- Theatrical release poster
- Directed by: Lew Landers
- Screenplay by: Norman Houston
- Based on: Under the Tonto Rim by Zane Grey
- Produced by: Herman Schlom
- Starring: Tim Holt; Nan Leslie; Richard Martin;
- Cinematography: J. Roy Hunt
- Edited by: Lyle Boyer
- Music by: Paul Sawtell
- Production company: RKO Radio Pictures
- Distributed by: RKO Radio Pictures
- Release date: August 1, 1947 (US);
- Running time: 61 minutes
- Country: United States
- Language: English

= Under the Tonto Rim (1947 film) =

1947 film by Lew Landers

Under the Tonto Rim is a 1947 American Western film directed by Lew Landers and starring Tim Holt, Nan Leslie, and Richard Martin. Written by Norman Houston and based on the 1926 novel Under the Tonto Rim by Zane Grey, the film is about a gang of outlaws who rob a stagecoach and kill one of the drivers. The stagecoach owner goes undercover to learn the identities and location of the gang leaders.
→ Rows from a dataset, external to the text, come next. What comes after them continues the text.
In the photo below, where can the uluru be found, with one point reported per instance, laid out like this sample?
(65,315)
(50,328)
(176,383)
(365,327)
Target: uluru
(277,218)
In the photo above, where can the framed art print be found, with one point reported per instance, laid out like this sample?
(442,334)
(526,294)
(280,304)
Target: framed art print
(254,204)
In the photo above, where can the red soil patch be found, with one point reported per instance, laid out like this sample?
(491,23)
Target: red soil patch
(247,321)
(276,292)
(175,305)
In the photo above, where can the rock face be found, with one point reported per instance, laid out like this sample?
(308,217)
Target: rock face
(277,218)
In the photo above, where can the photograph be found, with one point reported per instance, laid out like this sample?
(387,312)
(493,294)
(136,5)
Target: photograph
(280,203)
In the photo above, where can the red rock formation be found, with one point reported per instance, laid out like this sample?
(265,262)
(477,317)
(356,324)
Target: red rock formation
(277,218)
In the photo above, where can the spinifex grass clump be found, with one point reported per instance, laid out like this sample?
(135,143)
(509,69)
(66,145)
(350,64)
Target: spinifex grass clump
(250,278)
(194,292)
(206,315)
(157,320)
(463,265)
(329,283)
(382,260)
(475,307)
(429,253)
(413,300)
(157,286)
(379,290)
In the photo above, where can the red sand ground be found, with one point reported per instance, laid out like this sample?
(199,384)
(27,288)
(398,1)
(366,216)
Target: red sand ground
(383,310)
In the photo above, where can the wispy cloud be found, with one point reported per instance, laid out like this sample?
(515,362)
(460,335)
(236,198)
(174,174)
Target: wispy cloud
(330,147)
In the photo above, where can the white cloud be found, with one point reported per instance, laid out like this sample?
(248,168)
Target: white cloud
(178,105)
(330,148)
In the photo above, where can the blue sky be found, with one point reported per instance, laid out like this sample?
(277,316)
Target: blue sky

The novel had been adapted to film twice before, in 1928 and 1933, under the same title.

==Plot==
A cowboy goes undercover to get the gang who killed his driver.

==Cast==
- Tim Holt as Brad Canfield
- Nan Leslie as Lucy Dennison
- Richard Martin as Chito Rafferty
- Richard Powers as Dennison
- Carol Forman as Juanita
- Tony Barrett as Roy Patton
- Harry Harvey as Sheriff
- Robert Clarke as Hooker
- Jay Norris as Andy
- Lex Barker as Joe, deputy
- Steve Savage as Curly
- Richard Foote as Henry, deputy

==Production==
In the film, Tim Holt's character smokes a cigarette and has a drink, which was unusual for cowboy stars at the time.